This note documents the current production scoring model as implemented in the score engine API (meta.version = legacy-gse-v1). The goal is methodological transparency: what v1 does well, what it does not do, and what evidence currently supports it.
Model Scope (v1)
v1 estimates text difficulty from text-only inputs. It combines:
- Flesch Reading Ease on preprocessed text.
- Vocabulary-based GSE estimation from lemma lookups in the internal vocabulary database.
- Fixed weighted blending into a single 10-90 GSE estimate, then CEFR band conversion.
What v1 explicitly does not include:
- Placement-score evidence from real learners.
- Task-demand modeling (difficulty is estimated from text only, not text plus task).
- Multi-source calibration corpora beyond the current validation set.
Data and Validation Snapshot
Current validation files in score_engine/algorithm_validation/test_texts contain 59 British Council texts (A1-A2-B1-B2-C1). The initial intent was approximately 60 texts; the current checked-in set is 59.
From the latest available validation report in repo (report_20241226_105848.txt):
- Exact CEFR accuracy: 32.20%
- Within one CEFR level: 71.19%
- Source coverage: single publisher (British Council), no explicit task annotations
These numbers are useful as a baseline, not as final performance claims for broader domains.
Pipeline Overview
- Preprocess input text with formatting heuristics (block/list/regular handling).
- Compute Flesch Reading Ease on preprocessed text.
- Lemmatize with spaCy (
en_core_web_sm) and lookup lemma GSE values in SQLite. - Compute mean vocabulary GSE.
- Convert both channels into bounded 10-90 indices.
- Blend channels with fixed weights.
- Convert combined GSE to CEFR label.
Core formulas currently configured:
gse_reading_index = clamp(-3.2 * flesch_score + 280, 10, 90)
word_gse_index = clamp( 5.0 * avg_word_gse - 90, 10, 90)

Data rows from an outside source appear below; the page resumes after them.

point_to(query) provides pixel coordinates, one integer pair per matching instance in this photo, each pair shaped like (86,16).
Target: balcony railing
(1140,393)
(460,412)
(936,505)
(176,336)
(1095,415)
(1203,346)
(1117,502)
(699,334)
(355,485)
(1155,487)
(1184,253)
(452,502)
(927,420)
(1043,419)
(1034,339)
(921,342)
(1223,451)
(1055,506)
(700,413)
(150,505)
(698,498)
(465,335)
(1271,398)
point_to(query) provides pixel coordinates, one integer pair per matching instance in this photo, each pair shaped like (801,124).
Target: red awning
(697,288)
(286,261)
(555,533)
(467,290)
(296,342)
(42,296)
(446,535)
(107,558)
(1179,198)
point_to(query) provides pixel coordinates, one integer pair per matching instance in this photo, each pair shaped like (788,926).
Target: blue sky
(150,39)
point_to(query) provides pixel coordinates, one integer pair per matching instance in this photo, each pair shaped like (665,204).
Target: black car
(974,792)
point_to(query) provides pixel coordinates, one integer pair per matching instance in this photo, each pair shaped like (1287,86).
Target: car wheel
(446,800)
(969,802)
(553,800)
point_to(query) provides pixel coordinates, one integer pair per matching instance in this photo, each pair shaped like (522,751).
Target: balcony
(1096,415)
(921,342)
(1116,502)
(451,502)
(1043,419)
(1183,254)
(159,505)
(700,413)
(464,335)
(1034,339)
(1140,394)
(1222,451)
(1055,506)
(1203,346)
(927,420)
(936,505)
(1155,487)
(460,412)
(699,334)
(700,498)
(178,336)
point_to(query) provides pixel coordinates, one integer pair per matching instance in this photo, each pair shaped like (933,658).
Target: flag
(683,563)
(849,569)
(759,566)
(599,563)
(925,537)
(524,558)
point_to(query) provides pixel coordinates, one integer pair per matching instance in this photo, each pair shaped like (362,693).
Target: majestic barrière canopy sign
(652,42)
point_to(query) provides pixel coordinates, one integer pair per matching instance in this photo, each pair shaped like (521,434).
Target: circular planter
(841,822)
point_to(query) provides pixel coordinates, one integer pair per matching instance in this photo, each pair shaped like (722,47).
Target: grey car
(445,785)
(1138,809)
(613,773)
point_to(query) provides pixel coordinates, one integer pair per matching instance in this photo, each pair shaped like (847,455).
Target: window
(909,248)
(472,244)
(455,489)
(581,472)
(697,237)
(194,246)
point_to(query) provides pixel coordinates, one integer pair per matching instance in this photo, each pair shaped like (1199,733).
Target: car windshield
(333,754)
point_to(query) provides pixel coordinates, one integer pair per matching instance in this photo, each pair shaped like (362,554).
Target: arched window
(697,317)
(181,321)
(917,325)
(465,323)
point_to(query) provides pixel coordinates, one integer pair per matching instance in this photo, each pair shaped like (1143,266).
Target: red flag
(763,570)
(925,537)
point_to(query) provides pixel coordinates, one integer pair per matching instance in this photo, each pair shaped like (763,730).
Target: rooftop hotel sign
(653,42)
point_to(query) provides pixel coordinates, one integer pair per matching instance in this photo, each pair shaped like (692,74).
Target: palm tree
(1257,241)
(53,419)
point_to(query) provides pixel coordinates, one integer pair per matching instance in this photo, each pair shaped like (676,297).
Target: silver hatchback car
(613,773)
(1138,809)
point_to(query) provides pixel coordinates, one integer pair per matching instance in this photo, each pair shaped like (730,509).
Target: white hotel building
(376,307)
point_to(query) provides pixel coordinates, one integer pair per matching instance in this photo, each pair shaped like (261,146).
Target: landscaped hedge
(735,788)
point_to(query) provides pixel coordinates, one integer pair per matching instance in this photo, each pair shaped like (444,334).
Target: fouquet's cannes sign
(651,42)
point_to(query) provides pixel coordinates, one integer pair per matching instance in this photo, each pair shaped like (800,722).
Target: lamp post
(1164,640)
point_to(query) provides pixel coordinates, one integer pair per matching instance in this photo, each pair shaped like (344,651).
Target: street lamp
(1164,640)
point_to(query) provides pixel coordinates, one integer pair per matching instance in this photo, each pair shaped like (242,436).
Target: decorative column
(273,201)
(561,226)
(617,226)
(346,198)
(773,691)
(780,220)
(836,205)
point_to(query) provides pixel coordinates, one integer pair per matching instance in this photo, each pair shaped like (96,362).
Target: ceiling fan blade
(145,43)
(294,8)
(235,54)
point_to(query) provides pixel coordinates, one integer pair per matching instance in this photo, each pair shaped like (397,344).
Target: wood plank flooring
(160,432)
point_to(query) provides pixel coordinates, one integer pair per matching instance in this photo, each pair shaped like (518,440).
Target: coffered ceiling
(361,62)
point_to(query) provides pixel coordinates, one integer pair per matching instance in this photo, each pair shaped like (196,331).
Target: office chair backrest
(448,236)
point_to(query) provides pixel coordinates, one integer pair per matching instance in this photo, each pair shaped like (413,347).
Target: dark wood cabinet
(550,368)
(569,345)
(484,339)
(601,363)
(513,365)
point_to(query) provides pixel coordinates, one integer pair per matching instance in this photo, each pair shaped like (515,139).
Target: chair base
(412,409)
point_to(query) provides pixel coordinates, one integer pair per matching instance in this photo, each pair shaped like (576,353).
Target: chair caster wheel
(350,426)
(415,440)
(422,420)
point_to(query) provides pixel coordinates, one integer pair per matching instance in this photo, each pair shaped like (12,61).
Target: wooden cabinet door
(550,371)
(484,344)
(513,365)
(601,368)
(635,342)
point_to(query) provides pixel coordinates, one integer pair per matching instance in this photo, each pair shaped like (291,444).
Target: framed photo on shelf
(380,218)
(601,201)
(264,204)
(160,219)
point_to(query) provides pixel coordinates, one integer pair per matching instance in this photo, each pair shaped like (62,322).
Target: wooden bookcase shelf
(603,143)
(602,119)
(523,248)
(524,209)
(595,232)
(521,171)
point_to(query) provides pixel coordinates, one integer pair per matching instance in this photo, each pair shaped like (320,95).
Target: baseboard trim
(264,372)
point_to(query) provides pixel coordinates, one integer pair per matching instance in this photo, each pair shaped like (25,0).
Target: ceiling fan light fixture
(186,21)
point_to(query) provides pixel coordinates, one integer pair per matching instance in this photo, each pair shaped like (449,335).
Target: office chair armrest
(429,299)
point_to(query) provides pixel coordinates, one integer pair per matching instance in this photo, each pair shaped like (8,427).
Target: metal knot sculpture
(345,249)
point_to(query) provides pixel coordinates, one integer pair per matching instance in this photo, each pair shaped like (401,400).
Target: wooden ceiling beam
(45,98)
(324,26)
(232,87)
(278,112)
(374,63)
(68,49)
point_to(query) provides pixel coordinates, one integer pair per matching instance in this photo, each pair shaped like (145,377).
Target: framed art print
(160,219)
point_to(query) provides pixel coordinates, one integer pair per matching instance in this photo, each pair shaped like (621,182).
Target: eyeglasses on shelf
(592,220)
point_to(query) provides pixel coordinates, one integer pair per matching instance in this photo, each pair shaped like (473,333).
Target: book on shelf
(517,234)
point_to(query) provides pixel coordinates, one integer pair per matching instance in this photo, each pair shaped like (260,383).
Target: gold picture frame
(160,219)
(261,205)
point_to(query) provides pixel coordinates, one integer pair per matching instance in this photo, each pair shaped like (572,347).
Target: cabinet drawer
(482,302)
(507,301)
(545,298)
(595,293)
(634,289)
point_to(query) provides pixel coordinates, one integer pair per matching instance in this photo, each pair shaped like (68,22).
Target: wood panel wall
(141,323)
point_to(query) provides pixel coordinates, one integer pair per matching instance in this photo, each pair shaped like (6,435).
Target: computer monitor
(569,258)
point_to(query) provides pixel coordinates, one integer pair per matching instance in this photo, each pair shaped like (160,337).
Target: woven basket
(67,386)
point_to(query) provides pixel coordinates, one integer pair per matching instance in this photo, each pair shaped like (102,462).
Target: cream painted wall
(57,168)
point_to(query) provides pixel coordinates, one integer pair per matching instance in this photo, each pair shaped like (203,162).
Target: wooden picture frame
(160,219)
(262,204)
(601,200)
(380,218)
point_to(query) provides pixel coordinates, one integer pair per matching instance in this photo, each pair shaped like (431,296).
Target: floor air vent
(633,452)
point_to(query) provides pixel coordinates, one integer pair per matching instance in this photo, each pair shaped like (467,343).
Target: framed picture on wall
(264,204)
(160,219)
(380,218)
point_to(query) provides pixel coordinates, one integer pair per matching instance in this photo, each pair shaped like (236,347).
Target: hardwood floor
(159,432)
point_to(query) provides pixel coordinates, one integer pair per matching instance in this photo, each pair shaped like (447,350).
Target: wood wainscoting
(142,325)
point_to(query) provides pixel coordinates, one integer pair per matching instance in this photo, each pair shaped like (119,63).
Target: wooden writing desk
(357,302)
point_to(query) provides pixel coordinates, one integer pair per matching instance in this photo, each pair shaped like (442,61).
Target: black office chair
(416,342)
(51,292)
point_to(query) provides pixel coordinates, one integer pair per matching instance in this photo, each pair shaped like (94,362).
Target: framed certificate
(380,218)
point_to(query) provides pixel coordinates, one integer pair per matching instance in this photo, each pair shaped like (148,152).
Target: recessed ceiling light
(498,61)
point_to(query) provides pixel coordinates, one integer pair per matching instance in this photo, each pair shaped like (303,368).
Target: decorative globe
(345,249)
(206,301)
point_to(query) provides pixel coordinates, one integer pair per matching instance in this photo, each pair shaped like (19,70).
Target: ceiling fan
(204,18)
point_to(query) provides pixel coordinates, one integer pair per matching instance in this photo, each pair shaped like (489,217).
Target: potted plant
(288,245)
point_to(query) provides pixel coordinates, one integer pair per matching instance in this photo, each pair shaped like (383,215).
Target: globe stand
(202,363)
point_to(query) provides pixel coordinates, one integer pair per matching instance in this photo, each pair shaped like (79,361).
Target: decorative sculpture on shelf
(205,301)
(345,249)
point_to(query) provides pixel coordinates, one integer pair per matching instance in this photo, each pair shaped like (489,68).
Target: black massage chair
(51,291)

overall_gse = 0.1 * gse_reading_index + 0.9 * word_gse_index
Strengths and Weaknesses by Section
| Section | Strengths | Weaknesses |
|---|---|---|
| Input preprocessing | Handles structured text formats and normalizes sentence endings; reduces noise from raw copied content. | Heuristic rules can alter readability behavior in edge formats; no task/context awareness. |
| Readability channel (Flesch) | Fast, deterministic, easy to audit, stable baseline feature. | Designed for native-speaker readability; misses lexical and pedagogical nuance for L2 progression. |
| Vocabulary channel (spaCy + GSE lookup) | Uses lemma-based matching and an explicit lexical difficulty signal; dominates final score in v1 (0.9 weight). | Sensitive to lemma coverage and POS/lemmatization quality; unknown words and named entities can distort signal. |
| Score blending | Transparent fixed coefficients/weights; reproducible runs. | Fixed global weights are not personalized by learner profile, L1, genre, or task type. |
| CEFR conversion | Simple mapping from combined GSE to CEFR labels (+ subbands such as B1+/B2+). | Threshold mapping is hard-banded; can hide uncertainty near boundaries. |
| Validation setup | Versioned local validation scripts and reports; fast to rerun. | Single-source corpus (British Council), 59 texts, no task metadata, no placement-linked outcomes. |
| API packaging | Clear /v1/analyze/text endpoint with latency metadata and explicit engine version tag. |
No built-in confidence interval or rationale trace in response; version is labeled legacy but still baseline production logic. |
What v1 Is Good For
- Fast first-pass text difficulty screening.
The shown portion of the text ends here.